FSS also gave viewers and tweeters more to chew on when analyst Tom Grieve announced the on-air end of his "Cookie Talk" segments. They'll now be exiled to the FSS website, meaning that Flora Flour of Flower Mound might want to reconsider sending her chocolate pecan, double-frosted sugar cookies up to the booth if they're not even going to drop her name on teevee anymore.

Grieve said that the volume of sweets has gotten a bit out of hand, prompting the switch. That's no doubt not the truth, the whole truth and nothing but the truth. But whatever. Jim "Knoxie" Knox's oft-aggravating in-game fan segments for now are still part of FSS telecasts.

The game itself, which stretched to 10:12 p.m., averaged 209,998 D-FW viewers on FSS and another 94,837 on ESPN. That's a grand total of 304,835 viewers for Texas' 9-1 victory. And that again easily was enough to top all of Monday's TV attractions.

Fox's 7 p.m. hour of Hell's Kitchen ranked No. 2 in prime-time with a pretty sturdy 189,675 viewers.

Fox4's 6 p.m. U.S. Senate debate between Republicans David Dewhurst and Ted Cruz had just 67,741 viewers to rank fourth in that hour opposite a mix of local newscasts and syndicated programming on NBC5, WFAA8 and CBS11. The latter station's Wheel of Fortune almost tripled the debate crowd with 196,449 viewers.

Rangers-Red Sox also ruled the roost among advertiser-prized 18-to-49-year-olds.
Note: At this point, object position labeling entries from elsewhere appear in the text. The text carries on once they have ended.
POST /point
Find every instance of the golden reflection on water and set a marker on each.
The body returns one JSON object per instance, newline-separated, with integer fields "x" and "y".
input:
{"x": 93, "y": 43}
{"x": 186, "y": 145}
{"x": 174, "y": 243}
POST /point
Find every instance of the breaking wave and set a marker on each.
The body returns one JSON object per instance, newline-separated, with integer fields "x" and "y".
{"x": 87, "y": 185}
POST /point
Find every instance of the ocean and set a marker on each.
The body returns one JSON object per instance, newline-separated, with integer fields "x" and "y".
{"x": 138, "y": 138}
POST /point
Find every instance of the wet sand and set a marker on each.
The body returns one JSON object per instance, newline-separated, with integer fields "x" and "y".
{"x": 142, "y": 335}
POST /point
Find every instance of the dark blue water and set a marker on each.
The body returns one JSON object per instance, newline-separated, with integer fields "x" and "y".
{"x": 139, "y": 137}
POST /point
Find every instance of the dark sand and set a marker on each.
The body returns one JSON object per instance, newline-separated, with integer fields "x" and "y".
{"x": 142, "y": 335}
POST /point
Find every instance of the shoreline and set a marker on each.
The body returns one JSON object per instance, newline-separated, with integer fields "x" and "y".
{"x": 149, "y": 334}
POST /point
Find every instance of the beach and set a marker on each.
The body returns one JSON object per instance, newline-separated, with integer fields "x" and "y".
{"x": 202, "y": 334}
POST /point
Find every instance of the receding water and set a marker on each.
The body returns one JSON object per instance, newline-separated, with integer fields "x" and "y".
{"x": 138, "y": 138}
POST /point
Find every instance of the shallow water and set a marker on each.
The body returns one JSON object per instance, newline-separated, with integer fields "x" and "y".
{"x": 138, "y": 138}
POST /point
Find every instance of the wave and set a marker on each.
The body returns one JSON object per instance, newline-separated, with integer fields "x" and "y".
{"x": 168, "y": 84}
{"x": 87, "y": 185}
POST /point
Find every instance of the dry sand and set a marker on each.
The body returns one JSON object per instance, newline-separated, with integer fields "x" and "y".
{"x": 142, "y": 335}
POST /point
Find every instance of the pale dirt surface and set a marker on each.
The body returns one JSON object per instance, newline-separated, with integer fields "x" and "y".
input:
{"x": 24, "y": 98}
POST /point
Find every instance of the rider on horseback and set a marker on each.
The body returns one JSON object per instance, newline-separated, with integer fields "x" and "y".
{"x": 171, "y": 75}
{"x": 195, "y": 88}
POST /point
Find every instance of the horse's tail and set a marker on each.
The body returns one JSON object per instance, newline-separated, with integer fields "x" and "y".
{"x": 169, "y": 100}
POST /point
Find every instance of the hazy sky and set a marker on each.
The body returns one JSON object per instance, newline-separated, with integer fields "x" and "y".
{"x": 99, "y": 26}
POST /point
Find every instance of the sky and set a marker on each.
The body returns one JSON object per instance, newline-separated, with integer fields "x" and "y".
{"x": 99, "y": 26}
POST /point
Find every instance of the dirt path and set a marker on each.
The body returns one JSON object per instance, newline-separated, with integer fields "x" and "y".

Hell's Kitchen ran second overall in prime-time in this key demographic.

ABC's two-hour season premiere of Bachelor Pad had a lackluster 81,289 total viewers before the network's Big Brother knockoff, Glass House, registered as prime-time's least-watched attraction among the Big Four broadcast networks with 33,871 viewers.

Fox4 had a big day in the four-way local news derby results, sweeping the 10 p.m., 6 a.m. and 5 p.m. competitions in both total viewers and 25-to-54-year-olds, the main advertiser target audience for news programming.

But Dewhurst-Cruz kept the station from potentially achieving a very rare double grand slam. Instead the downsized three-way 6 p.m. local news wars went to WFAA8 in total viewers and NBC5 in the 25-to-54 demographic.